Peters clinched the girls’ championship with a final score of five under, leaving her well ahead of nearest rival Jessica Wilcox who ended the tournament on level par. The 16-year-old, from Shifnal, Nottinghamshire, had gone into the final day with a four-shot lead and never looked in danger of losing it.

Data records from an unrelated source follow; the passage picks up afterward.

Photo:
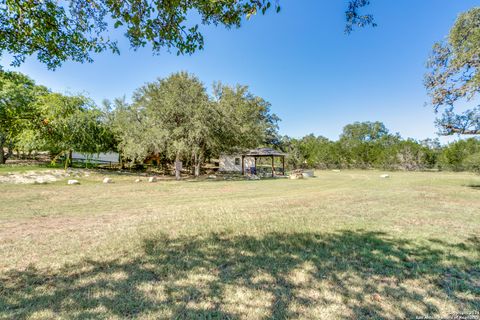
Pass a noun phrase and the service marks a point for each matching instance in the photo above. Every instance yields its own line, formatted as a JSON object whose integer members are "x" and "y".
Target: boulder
{"x": 295, "y": 176}
{"x": 107, "y": 180}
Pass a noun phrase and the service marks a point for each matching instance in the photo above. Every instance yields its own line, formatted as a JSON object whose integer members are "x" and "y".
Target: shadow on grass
{"x": 279, "y": 275}
{"x": 474, "y": 186}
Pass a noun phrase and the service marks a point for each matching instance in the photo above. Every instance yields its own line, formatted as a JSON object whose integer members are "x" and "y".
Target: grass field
{"x": 343, "y": 245}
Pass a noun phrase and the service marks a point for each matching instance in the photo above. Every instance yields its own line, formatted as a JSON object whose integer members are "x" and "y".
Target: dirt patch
{"x": 41, "y": 177}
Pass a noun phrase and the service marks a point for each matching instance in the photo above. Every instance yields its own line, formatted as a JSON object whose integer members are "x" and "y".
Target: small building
{"x": 246, "y": 162}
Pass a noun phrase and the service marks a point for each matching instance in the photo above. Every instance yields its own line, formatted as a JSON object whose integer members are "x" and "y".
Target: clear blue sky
{"x": 317, "y": 78}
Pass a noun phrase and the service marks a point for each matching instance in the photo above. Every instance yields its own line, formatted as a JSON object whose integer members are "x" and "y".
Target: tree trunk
{"x": 198, "y": 165}
{"x": 177, "y": 171}
{"x": 194, "y": 164}
{"x": 3, "y": 155}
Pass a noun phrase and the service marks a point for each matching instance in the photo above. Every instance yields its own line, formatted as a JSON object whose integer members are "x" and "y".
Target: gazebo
{"x": 264, "y": 153}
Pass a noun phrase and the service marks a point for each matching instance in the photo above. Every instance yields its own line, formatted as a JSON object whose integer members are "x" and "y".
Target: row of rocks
{"x": 110, "y": 180}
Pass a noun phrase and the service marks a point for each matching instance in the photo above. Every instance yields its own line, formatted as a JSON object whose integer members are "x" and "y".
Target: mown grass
{"x": 345, "y": 245}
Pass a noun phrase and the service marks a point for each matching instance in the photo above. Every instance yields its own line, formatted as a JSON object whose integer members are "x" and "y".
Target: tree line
{"x": 176, "y": 119}
{"x": 368, "y": 145}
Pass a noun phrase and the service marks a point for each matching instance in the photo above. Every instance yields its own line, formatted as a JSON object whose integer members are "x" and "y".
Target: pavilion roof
{"x": 263, "y": 152}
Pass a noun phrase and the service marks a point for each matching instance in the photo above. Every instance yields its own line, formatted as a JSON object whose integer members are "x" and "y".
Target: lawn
{"x": 343, "y": 245}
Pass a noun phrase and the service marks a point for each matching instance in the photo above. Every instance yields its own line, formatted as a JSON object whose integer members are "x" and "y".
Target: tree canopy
{"x": 454, "y": 76}
{"x": 34, "y": 118}
{"x": 175, "y": 119}
{"x": 57, "y": 31}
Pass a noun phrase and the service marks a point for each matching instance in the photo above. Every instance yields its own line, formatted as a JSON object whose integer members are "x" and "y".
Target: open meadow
{"x": 342, "y": 245}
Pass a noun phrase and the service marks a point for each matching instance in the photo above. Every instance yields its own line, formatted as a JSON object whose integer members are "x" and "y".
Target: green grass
{"x": 345, "y": 245}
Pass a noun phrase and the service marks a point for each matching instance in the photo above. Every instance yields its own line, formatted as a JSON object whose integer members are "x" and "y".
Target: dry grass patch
{"x": 343, "y": 245}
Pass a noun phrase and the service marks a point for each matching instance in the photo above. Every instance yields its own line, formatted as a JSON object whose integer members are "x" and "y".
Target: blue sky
{"x": 317, "y": 78}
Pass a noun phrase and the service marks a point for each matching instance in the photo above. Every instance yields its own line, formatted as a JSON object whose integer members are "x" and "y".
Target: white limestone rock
{"x": 107, "y": 180}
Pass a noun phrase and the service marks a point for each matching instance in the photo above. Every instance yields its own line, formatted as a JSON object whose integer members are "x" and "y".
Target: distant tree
{"x": 453, "y": 155}
{"x": 454, "y": 76}
{"x": 71, "y": 123}
{"x": 360, "y": 142}
{"x": 56, "y": 31}
{"x": 18, "y": 94}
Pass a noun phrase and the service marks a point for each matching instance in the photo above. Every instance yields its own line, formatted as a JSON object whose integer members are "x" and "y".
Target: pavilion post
{"x": 273, "y": 166}
{"x": 243, "y": 165}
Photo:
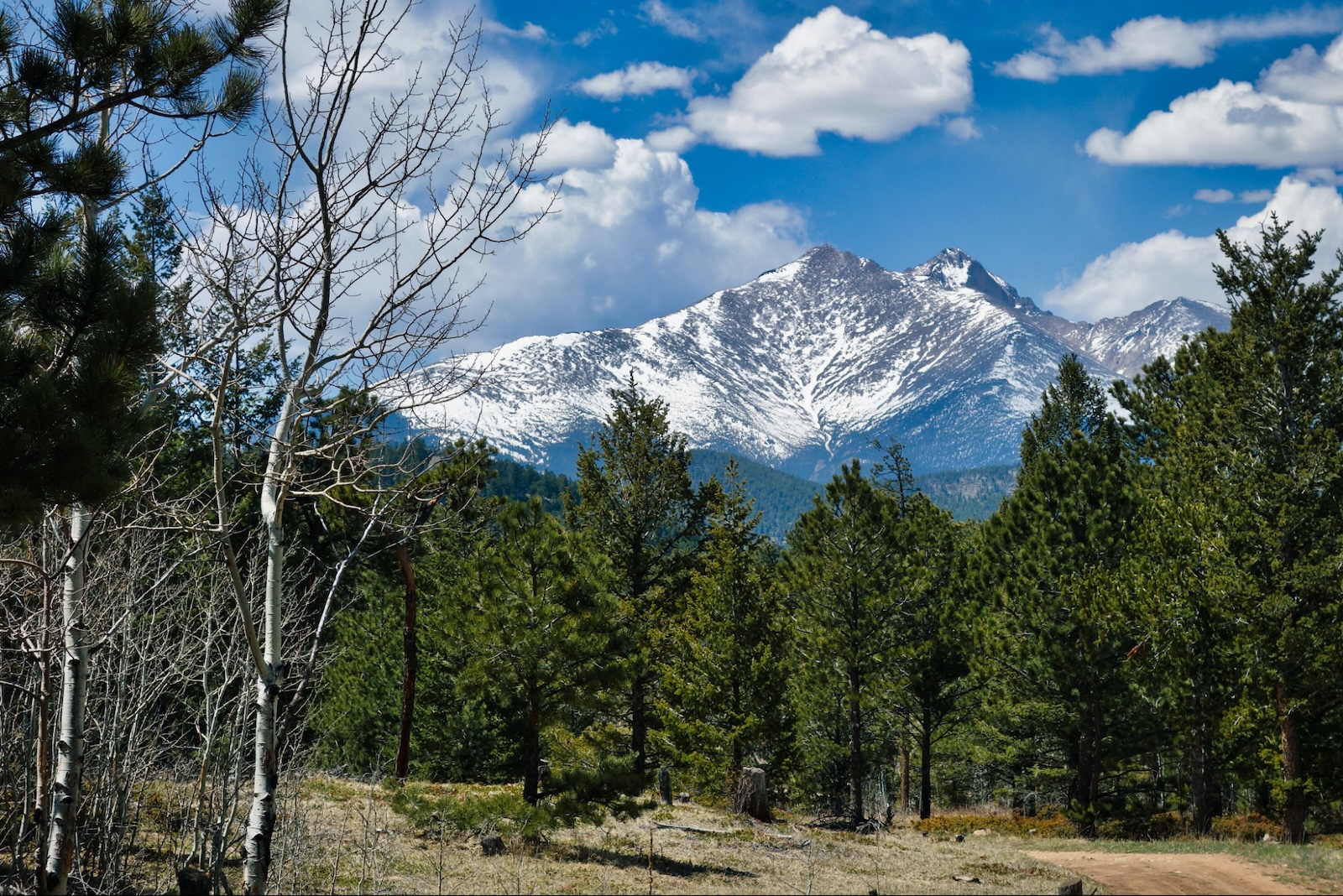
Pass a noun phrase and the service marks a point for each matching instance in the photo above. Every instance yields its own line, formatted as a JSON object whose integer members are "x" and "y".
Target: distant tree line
{"x": 1147, "y": 627}
{"x": 222, "y": 560}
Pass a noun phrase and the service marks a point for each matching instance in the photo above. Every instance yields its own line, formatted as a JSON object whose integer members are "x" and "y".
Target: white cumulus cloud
{"x": 637, "y": 80}
{"x": 568, "y": 145}
{"x": 836, "y": 74}
{"x": 1158, "y": 42}
{"x": 629, "y": 243}
{"x": 673, "y": 22}
{"x": 1229, "y": 123}
{"x": 1175, "y": 264}
{"x": 1307, "y": 76}
{"x": 1215, "y": 195}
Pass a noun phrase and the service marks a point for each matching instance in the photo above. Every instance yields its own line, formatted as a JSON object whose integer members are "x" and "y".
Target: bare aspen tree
{"x": 342, "y": 248}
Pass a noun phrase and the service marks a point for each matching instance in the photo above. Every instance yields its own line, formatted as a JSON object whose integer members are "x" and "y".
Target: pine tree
{"x": 536, "y": 623}
{"x": 638, "y": 508}
{"x": 935, "y": 679}
{"x": 846, "y": 570}
{"x": 725, "y": 680}
{"x": 77, "y": 325}
{"x": 1048, "y": 566}
{"x": 1248, "y": 425}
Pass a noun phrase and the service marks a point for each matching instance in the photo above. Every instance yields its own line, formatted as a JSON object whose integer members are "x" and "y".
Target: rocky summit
{"x": 806, "y": 365}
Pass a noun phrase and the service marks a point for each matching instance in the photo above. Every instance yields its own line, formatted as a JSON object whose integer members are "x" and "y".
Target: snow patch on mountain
{"x": 806, "y": 365}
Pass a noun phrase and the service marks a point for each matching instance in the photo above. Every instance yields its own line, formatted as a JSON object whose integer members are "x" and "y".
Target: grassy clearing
{"x": 340, "y": 836}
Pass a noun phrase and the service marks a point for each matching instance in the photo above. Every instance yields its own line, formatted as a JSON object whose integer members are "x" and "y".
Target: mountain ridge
{"x": 803, "y": 367}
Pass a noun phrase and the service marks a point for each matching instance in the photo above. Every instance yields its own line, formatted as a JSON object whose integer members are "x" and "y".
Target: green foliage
{"x": 1052, "y": 636}
{"x": 637, "y": 508}
{"x": 778, "y": 497}
{"x": 78, "y": 314}
{"x": 519, "y": 482}
{"x": 1246, "y": 436}
{"x": 729, "y": 660}
{"x": 536, "y": 624}
{"x": 850, "y": 581}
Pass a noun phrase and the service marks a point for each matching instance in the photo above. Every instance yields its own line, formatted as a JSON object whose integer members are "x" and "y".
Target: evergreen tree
{"x": 1048, "y": 569}
{"x": 1249, "y": 423}
{"x": 846, "y": 570}
{"x": 77, "y": 327}
{"x": 638, "y": 508}
{"x": 935, "y": 679}
{"x": 536, "y": 622}
{"x": 725, "y": 681}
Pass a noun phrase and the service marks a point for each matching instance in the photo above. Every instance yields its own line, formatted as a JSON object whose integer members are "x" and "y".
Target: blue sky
{"x": 1085, "y": 154}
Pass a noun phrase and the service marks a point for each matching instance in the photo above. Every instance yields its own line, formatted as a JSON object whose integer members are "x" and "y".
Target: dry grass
{"x": 339, "y": 836}
{"x": 342, "y": 837}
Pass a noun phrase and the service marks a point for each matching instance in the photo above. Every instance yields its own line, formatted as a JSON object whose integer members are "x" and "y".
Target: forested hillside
{"x": 226, "y": 566}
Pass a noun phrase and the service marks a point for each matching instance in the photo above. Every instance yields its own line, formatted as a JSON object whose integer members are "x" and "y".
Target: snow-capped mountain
{"x": 806, "y": 365}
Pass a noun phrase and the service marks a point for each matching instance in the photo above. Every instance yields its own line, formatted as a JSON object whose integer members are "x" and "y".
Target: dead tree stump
{"x": 752, "y": 799}
{"x": 192, "y": 882}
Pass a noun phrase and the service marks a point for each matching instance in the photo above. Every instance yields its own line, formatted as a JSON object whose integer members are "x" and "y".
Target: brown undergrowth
{"x": 342, "y": 836}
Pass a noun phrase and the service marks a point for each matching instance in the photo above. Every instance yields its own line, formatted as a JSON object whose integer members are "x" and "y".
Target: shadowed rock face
{"x": 806, "y": 365}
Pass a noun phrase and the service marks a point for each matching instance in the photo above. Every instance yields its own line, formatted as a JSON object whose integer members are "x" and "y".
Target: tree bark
{"x": 409, "y": 643}
{"x": 638, "y": 723}
{"x": 261, "y": 820}
{"x": 532, "y": 753}
{"x": 1298, "y": 801}
{"x": 856, "y": 813}
{"x": 1087, "y": 784}
{"x": 40, "y": 817}
{"x": 904, "y": 773}
{"x": 71, "y": 743}
{"x": 926, "y": 765}
{"x": 1201, "y": 785}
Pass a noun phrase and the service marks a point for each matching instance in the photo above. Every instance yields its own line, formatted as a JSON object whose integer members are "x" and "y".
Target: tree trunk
{"x": 40, "y": 819}
{"x": 261, "y": 820}
{"x": 1201, "y": 786}
{"x": 752, "y": 794}
{"x": 856, "y": 813}
{"x": 1087, "y": 784}
{"x": 71, "y": 743}
{"x": 926, "y": 765}
{"x": 638, "y": 723}
{"x": 1298, "y": 801}
{"x": 904, "y": 773}
{"x": 532, "y": 753}
{"x": 409, "y": 643}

Finishing strongly, Wilcox jumped into second place helped by a run of three birdies on the front nine, ahead of Holly Clyburn and Heidi Baek who both recorded scores of three over.

== 2008 championship ==
Stiggy Hodgson holed a 15-ft birdie putt on the second playoff hole to beat Tommy Fleetwood and win the 2008 Abu Dhabi Junior Golf Championship boys title. The two leaders finished 12 shots ahead of the field by finishing 12 under par over the three rounds.

Hodgson, who plays with an unorthodox swing with its exaggerated head turn, did not drop a shot until the last hole, a poor bunker recovery and three-putt against Fleetwood's seventh birdie, cancelling out a seemingly decisive two-stroke lead to take the final into sudden death.

Carly Booth, meanwhile, was untroubled by any of the competing girls as she decisively took the title. Her win by six shots at four under illustrated her mastery of the Abu Dhabi Golf Club’s National course.